The new evidence in the Formula 1 spying saga could see one or more of McLaren's drivers implicated in the scandal according to a letter sent by the Max Mosley, the FIA President urging teams to be forthcoming with any relevant information.

Unconfirmed rumours have surfaced in the paddock at Monza suggesting the new evidence that Ferrari are to present at reconvening of the World Sport Council next week is an e-mail between test driver Pedro de la Rosa and Fernando Alonso referring to Ferrari's set-up of their car

This was reportedly following a conversation between de la Rosa and Mike Coughlan, who was earlier this year suspended after being found in possession of secret Ferrari documents.

Although McLaren were cleared during a hearing in July, Ferrari claimed they were going back to the appeal court but with this new evidence.

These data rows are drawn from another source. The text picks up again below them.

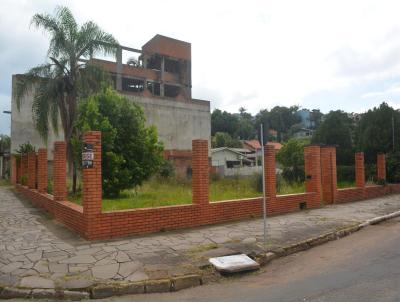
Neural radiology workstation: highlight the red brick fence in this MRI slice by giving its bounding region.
[11,131,400,240]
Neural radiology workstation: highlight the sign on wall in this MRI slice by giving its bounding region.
[82,143,94,168]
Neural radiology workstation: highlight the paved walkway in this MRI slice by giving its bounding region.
[1,185,400,290]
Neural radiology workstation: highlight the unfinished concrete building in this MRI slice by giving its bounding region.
[11,35,211,177]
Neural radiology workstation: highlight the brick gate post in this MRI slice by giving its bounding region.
[377,153,386,181]
[82,131,102,238]
[10,155,17,185]
[21,154,28,185]
[37,148,48,193]
[304,145,322,207]
[320,146,337,204]
[27,151,37,189]
[192,140,209,205]
[355,152,365,188]
[53,141,67,201]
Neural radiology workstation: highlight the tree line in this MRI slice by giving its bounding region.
[212,106,323,146]
[212,102,400,166]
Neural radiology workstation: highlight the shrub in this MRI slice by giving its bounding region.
[277,139,308,183]
[158,160,175,179]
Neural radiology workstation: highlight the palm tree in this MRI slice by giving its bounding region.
[15,6,118,192]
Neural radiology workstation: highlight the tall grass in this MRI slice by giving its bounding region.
[68,176,307,211]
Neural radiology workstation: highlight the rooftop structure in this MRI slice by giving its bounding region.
[91,34,193,101]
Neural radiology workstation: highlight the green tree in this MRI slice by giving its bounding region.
[211,109,240,137]
[355,102,400,163]
[268,106,301,142]
[0,135,10,153]
[15,6,118,193]
[276,138,309,183]
[75,89,164,197]
[235,107,255,140]
[212,132,242,148]
[312,110,354,165]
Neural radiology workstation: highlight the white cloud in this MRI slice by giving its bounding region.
[361,83,400,99]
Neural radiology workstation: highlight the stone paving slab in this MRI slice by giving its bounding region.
[0,186,400,297]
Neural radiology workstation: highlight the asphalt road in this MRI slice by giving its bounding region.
[100,217,400,302]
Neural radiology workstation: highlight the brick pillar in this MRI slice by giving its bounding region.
[192,139,209,205]
[27,152,37,189]
[355,152,365,188]
[37,148,48,193]
[320,147,337,204]
[264,144,276,201]
[53,141,67,201]
[304,145,322,206]
[377,153,386,181]
[10,155,17,185]
[83,131,102,235]
[21,154,28,184]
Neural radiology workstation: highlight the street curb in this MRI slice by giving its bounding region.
[1,210,400,300]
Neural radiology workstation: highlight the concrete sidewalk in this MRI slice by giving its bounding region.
[1,185,400,299]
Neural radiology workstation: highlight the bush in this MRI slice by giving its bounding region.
[277,139,308,183]
[75,89,164,197]
[281,166,305,183]
[158,160,175,179]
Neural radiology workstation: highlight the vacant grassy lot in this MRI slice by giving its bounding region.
[68,177,309,211]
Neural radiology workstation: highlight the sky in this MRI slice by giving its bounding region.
[2,0,400,135]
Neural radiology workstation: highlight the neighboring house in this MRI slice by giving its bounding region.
[211,147,262,177]
[293,128,314,139]
[242,139,261,152]
[211,147,254,169]
[296,109,313,129]
[11,34,211,178]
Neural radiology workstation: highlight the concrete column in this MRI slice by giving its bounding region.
[320,147,337,204]
[27,152,37,189]
[264,145,276,201]
[37,148,48,193]
[192,139,209,205]
[116,46,122,91]
[355,152,365,188]
[53,141,67,201]
[83,131,102,235]
[304,145,322,206]
[377,153,386,181]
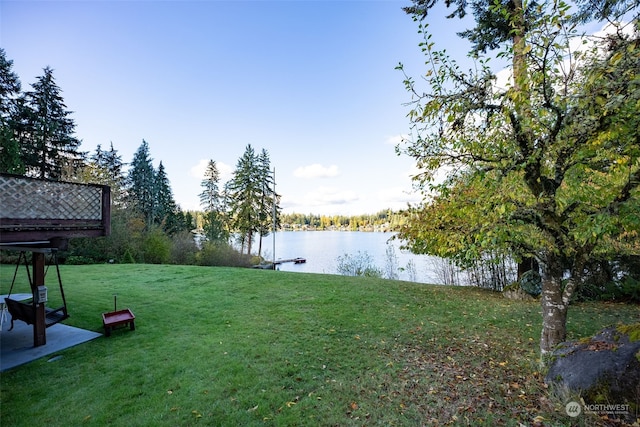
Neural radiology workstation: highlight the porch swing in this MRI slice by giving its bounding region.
[4,249,69,331]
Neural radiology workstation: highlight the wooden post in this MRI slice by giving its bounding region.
[32,251,46,347]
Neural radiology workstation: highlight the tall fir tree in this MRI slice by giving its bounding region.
[85,142,125,204]
[0,49,24,175]
[155,161,182,235]
[199,159,223,212]
[102,142,125,204]
[255,149,279,258]
[199,159,228,242]
[19,67,84,179]
[226,144,261,255]
[127,140,156,228]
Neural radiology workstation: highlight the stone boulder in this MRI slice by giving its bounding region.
[545,324,640,420]
[503,270,541,301]
[502,283,534,301]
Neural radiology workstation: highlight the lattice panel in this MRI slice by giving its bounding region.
[0,175,103,220]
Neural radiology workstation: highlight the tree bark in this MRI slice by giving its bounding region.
[539,257,568,356]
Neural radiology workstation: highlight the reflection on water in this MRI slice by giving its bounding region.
[267,231,440,284]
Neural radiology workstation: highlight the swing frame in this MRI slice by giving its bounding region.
[1,173,110,347]
[4,249,69,331]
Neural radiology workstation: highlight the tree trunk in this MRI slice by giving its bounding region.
[539,257,568,356]
[246,230,253,255]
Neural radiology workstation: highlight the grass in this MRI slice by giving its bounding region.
[1,264,638,426]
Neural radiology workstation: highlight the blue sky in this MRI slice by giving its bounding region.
[2,0,473,215]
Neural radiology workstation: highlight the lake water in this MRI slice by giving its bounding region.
[264,231,441,284]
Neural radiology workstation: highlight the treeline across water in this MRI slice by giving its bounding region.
[278,211,407,232]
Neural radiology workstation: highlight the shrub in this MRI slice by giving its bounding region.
[169,231,198,265]
[383,244,400,280]
[64,256,95,265]
[121,248,136,264]
[196,241,253,267]
[336,251,383,278]
[140,228,171,264]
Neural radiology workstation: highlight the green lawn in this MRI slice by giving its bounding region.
[1,264,637,426]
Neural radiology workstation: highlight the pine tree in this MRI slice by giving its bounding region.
[0,49,24,174]
[155,161,182,235]
[102,142,125,204]
[199,159,228,242]
[127,140,156,228]
[226,145,261,255]
[225,146,281,256]
[19,67,84,179]
[184,211,194,231]
[86,142,125,203]
[255,149,280,258]
[199,160,223,212]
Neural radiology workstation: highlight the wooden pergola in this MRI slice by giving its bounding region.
[0,173,110,347]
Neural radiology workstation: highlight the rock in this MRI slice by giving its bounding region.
[502,283,534,301]
[545,324,640,421]
[519,270,541,297]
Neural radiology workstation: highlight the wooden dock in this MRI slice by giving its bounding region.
[254,257,306,270]
[274,257,306,265]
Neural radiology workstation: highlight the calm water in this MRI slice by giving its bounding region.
[264,231,440,284]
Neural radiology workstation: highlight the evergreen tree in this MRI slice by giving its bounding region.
[0,49,24,174]
[226,144,261,255]
[184,211,194,231]
[127,140,156,228]
[199,159,228,242]
[155,161,182,235]
[199,159,223,212]
[255,149,280,258]
[225,146,281,256]
[19,67,84,179]
[85,142,125,203]
[102,142,125,204]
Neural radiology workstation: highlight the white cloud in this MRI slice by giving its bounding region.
[376,186,421,208]
[189,159,208,178]
[281,186,360,214]
[305,186,359,206]
[189,159,233,182]
[280,184,424,215]
[293,164,340,179]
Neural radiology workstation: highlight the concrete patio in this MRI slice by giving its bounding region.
[1,313,102,372]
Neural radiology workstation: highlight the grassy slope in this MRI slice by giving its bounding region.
[0,264,637,426]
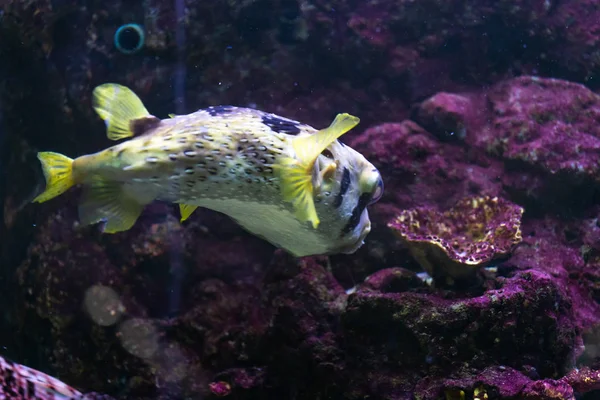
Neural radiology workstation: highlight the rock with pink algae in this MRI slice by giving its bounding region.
[467,76,600,213]
[496,209,600,334]
[401,75,600,214]
[412,92,474,142]
[0,353,115,400]
[208,381,232,397]
[14,192,275,399]
[414,365,535,400]
[340,269,580,398]
[350,120,506,212]
[359,267,426,294]
[477,76,600,177]
[387,196,523,284]
[340,119,507,286]
[565,367,600,393]
[520,379,575,400]
[416,365,600,400]
[545,0,600,79]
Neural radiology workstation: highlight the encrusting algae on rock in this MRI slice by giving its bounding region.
[30,83,384,257]
[0,354,112,399]
[388,195,524,284]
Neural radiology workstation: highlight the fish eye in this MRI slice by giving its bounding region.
[321,149,334,159]
[369,176,384,205]
[114,24,145,54]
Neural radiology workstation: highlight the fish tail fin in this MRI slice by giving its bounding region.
[277,113,360,229]
[92,83,151,141]
[79,176,146,233]
[32,152,75,203]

Instead, the World Motorsport Council will come together again to hear a case against McLaren.

In the meantime, Mosley has sent a letter to all the teams seeking any additional information, claiming they would like any evidence that suggests one or more McLaren driver had been leaked information from Ferrari.

"As you will be aware, the FIA has recently investigated whether, how and to what extent McLaren was in possession of confidential Ferrari technical information," the letter said according to Reuters.

"The FIA has subsequently been made aware of an allegation that one or more McLaren drivers may be in possession, or that such drivers have recently been in possession, of written evidence relevant to this investigation.

"In the interests of the sport and the championship, it is important that the FIA, as the regulator, establish unequivocally and rapidly whether or not this allegation has any basis in fact."

This new twist in the scandal is likely to cause ructions through the Formula 1 paddock this weekend, particularly as the nature of the evidence it could prompt a harsher penalty, possibly a ban, on McLaren and their drivers if the implications in Mosley's letter turn out to be true.

The team have always denied they knew nothing about the Ferrari dossier that came into the possession of Mike Coughlan, something the original hearing agreed with, prompting the decision not to penalise either the team or the drivers. This new evidence could overturn this.

"In particular .... the FIA wishes to receive copies of any electronic communications howsoever conveyed or stored which may be relevant to this case, and which make reference to Ferrari, Nigel Stepney or any technical or other information coming from, or connected with, either Ferrari or Mr Stepney," the letter added.

"You will appreciate that there is a duty on all of those involved in our sport to ensure the fairness and legitimacy of the Formula One world championship."

Hamilton, Alonso and de la Rosa are thought to have been sent separate letters by the FIA.